Achieving that sales figure would represent a two-thirds rise versus 2023’s total annual revenue, which equates to an annualised growth rate of roughly 14pc. As a result, the company’s price-to-earnings ratio of 12.9 suggests it offers good value for money ahead of a new era of accommodative monetary policy that is likely to positively catalyse the world economy’s growth rate.

Unsurprisingly, the acquisition meant that the company’s net debt increased during the first half of the financial year. It now stands at $174m, up from $104m six months prior, but still equates to a modest net gearing ratio of around 56pc. Alongside a net interest coverage ratio of five, the company appears to have the financial means to overcome an uncertain near-term outlook.

As a small company, Volex is undoubtedly less protected against economic and industry-related challenges compared with its larger peers. But with a wide margin of safety still present despite its share price surge, it continues to offer investment potential based on its medium-term growth targets and ongoing strong performance. Hold.

Questor says: hold

Ticker: VLX

Share price at close: 309.5p

Update: Totally

While Volex has soared, our holding in healthcare services provider Totally has slumped. Its shares are down by 43pc since the release of its half-year results at the end of November. Its capital loss since being added to our IHT portfolio in January 2021 now stands at 81pc. At one time, the company’s shares showed a paper profit of 74pc following our notional purchase.

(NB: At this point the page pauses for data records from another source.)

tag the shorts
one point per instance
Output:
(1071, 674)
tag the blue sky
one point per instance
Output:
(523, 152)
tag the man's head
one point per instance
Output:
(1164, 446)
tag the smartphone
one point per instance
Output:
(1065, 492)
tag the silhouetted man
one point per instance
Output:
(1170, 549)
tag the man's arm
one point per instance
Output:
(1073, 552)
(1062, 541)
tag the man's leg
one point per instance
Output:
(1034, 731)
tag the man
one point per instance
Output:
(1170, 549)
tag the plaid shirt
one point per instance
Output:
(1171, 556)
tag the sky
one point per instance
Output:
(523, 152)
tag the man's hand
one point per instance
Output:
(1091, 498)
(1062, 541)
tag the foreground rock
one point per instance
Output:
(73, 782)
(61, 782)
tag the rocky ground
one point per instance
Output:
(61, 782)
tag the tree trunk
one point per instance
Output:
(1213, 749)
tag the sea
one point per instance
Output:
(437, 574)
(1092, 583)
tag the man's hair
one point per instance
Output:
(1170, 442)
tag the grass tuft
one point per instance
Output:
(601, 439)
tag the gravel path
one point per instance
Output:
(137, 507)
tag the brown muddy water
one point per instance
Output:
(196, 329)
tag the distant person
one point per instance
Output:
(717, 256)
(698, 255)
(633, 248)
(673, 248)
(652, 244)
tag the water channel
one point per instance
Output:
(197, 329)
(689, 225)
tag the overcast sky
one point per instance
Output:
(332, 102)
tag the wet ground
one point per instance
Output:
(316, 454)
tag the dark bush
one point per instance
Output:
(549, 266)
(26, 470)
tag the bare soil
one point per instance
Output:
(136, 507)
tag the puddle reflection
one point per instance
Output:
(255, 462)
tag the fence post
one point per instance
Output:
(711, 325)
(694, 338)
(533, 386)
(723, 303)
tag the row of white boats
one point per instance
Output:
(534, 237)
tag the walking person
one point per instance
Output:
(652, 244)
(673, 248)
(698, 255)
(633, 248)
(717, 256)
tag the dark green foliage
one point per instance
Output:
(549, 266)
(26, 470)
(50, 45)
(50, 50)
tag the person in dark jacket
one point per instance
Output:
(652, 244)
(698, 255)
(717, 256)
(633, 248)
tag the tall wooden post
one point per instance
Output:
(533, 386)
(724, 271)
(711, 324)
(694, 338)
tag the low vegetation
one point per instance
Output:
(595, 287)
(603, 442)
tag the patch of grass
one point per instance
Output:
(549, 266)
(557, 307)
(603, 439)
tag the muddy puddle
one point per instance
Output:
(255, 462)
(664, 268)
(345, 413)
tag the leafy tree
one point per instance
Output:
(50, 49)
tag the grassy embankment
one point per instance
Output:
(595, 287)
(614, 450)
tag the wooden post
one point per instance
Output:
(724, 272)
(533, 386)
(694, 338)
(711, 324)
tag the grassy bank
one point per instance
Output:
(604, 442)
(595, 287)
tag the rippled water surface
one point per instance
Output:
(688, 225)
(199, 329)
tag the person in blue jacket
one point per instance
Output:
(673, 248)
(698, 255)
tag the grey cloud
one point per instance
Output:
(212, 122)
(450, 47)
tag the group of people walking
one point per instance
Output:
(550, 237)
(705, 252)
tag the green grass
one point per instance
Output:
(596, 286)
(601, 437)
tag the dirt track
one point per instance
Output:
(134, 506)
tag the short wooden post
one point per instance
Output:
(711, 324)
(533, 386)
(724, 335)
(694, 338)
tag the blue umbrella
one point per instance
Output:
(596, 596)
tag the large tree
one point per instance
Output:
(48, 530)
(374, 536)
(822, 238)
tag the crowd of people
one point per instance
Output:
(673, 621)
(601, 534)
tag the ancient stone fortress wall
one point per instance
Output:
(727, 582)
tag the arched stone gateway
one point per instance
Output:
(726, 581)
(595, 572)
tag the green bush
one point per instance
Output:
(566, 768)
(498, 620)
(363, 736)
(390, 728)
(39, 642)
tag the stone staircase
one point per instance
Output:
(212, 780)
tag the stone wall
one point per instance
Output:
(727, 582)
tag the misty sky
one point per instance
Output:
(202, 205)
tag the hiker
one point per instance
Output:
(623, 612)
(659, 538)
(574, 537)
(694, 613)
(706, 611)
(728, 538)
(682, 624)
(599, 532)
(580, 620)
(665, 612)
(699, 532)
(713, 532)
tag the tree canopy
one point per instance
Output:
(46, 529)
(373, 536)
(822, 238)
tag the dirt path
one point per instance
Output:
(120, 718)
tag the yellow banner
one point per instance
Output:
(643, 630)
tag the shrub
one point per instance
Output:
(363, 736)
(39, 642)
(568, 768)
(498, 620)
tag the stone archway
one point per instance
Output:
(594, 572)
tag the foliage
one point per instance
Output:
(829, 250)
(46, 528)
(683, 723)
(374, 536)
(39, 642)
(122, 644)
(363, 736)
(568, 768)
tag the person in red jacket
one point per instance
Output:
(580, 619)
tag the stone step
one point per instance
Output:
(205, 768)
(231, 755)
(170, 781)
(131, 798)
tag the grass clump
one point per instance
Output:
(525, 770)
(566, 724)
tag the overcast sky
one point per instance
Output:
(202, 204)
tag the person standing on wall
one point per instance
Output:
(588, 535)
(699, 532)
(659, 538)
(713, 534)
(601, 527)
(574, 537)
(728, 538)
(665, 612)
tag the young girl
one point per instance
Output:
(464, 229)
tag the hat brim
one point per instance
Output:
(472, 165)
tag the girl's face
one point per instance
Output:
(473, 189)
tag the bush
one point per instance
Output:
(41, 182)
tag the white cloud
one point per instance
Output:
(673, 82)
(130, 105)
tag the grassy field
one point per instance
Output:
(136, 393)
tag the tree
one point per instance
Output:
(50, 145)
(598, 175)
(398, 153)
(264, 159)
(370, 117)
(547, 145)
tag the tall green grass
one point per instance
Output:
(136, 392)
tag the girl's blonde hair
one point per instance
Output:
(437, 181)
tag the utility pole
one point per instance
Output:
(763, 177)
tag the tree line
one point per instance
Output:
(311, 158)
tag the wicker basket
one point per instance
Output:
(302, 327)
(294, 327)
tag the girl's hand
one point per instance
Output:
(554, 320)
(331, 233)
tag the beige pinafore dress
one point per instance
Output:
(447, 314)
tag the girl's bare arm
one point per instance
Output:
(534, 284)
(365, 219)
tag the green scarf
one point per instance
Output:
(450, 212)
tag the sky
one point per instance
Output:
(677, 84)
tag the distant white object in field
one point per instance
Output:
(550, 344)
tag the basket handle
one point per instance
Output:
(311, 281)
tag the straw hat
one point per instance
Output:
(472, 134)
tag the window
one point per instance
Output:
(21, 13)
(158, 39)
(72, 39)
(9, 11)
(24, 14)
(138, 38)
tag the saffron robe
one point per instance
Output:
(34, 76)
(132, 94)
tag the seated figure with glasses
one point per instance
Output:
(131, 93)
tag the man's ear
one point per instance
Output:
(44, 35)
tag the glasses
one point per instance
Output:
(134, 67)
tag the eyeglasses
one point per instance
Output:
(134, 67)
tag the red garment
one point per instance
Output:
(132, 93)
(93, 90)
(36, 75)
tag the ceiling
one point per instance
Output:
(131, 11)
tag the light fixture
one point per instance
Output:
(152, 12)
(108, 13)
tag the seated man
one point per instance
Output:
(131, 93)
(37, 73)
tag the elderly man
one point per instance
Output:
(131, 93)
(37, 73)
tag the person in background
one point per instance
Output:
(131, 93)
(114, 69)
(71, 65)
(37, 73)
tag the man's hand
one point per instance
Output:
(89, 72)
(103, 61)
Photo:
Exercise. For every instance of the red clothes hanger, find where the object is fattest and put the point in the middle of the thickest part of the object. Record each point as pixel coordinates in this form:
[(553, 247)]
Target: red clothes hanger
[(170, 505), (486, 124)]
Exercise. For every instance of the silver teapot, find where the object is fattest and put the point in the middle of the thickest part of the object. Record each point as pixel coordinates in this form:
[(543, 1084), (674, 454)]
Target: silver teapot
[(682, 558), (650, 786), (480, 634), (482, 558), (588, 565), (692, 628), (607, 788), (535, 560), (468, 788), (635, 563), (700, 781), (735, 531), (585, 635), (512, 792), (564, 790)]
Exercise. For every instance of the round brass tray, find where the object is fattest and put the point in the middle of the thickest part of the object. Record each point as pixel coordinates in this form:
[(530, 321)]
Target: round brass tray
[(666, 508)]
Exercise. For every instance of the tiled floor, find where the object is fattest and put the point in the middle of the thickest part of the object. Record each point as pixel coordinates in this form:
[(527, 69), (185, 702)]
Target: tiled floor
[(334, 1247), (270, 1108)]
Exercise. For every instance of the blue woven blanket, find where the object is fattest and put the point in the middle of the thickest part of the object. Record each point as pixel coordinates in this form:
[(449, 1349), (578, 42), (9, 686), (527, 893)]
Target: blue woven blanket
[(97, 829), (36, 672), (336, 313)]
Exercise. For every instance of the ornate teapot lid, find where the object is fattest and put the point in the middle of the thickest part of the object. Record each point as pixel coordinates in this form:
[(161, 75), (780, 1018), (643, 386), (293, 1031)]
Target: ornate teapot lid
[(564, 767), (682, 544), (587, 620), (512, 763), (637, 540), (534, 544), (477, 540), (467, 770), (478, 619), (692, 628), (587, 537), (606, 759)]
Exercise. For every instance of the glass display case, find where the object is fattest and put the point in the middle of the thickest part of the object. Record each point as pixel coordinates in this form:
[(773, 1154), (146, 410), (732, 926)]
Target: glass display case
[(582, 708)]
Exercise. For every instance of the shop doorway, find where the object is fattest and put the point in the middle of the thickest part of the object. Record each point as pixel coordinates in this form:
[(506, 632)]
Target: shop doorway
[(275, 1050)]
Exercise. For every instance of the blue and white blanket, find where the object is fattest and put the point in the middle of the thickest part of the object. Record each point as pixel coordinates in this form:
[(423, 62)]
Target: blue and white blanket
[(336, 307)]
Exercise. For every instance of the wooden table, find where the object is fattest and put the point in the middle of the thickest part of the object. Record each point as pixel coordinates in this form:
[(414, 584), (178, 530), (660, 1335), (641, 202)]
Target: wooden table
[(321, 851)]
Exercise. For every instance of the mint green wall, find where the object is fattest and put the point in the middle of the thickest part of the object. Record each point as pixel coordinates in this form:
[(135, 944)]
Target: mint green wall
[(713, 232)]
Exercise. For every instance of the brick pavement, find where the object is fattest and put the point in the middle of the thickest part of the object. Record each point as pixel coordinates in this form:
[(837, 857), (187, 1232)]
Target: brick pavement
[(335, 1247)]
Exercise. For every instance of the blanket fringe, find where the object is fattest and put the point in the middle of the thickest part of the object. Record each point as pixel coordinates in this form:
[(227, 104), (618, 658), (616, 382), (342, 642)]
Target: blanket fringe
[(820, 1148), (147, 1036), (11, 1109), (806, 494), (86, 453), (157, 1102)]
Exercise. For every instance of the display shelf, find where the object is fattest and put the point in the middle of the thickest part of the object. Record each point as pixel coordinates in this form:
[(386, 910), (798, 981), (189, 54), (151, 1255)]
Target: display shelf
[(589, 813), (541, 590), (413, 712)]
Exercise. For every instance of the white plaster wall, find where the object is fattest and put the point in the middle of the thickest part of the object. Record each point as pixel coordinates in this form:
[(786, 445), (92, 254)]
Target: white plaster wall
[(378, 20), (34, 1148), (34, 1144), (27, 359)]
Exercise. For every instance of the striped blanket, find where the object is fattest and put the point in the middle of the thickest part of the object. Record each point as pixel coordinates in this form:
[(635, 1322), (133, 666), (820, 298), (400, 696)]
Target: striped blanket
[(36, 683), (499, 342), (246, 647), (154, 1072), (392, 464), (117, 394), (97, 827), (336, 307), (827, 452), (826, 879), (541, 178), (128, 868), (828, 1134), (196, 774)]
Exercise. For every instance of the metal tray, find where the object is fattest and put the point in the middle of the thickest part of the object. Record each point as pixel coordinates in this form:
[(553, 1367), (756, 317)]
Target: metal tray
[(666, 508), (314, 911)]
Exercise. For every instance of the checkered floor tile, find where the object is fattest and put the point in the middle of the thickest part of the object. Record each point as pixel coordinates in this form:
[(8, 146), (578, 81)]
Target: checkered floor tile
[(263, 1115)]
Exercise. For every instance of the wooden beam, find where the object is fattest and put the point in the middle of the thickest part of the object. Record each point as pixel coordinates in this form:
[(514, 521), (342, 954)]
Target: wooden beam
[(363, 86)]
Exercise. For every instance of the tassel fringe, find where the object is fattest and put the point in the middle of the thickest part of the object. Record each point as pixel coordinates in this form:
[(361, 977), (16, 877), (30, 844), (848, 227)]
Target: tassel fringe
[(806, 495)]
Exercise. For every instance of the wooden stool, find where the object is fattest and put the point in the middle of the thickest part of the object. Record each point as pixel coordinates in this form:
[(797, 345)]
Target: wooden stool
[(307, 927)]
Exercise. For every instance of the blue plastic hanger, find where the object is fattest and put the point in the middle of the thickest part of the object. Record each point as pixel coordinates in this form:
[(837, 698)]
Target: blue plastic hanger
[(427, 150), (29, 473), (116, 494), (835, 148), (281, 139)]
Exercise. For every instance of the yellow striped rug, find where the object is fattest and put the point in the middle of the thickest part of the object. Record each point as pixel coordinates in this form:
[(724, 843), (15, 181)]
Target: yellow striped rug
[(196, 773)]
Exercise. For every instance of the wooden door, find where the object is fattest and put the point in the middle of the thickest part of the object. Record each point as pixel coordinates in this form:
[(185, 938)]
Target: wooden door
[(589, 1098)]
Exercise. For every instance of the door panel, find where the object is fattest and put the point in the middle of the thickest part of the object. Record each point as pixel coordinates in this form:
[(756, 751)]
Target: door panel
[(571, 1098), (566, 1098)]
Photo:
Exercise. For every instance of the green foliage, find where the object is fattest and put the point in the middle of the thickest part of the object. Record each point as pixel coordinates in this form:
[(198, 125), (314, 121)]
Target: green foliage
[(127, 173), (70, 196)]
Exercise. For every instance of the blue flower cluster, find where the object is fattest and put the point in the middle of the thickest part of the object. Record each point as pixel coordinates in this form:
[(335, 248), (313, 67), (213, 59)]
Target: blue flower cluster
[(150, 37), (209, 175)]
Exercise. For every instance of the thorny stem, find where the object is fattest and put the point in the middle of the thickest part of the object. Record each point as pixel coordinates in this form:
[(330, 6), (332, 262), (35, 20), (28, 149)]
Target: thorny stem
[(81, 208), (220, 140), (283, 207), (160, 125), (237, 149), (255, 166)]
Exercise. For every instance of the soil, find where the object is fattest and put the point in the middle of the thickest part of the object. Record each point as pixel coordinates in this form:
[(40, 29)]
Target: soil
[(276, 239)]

This provides yet further evidence of the high-risk nature of small-cap stocks.

The company’s interim results showed that sales declined by 21pc due largely to a tough operating environment, with rising costs and recruitment difficulties proving persistent. This meant the firm made a pre-tax loss of £1.9m in the first half of the year, with the loss of contracts proving to be costly.

Further difficulties would be unsurprising in the short run, which means additional share price falls cannot be ruled out.

However, the company is seeking to become more efficient via a reorganisation, with £0.5m of cost savings having been delivered in the first half of the year. Its net debt-to-equity ratio of just 10pc highlights the importance for companies, particularly smaller businesses, to limit their borrowings due to the potential for unforeseen challenges.

With demand for healthcare services set to rise over the long run, and inflation due to fall in the coming months, the prospects for Totally are likely to ultimately improve. Its low levels of debt and cost-saving strategy mean we will continue to hold in anticipation of an eventual share price recovery. Hold.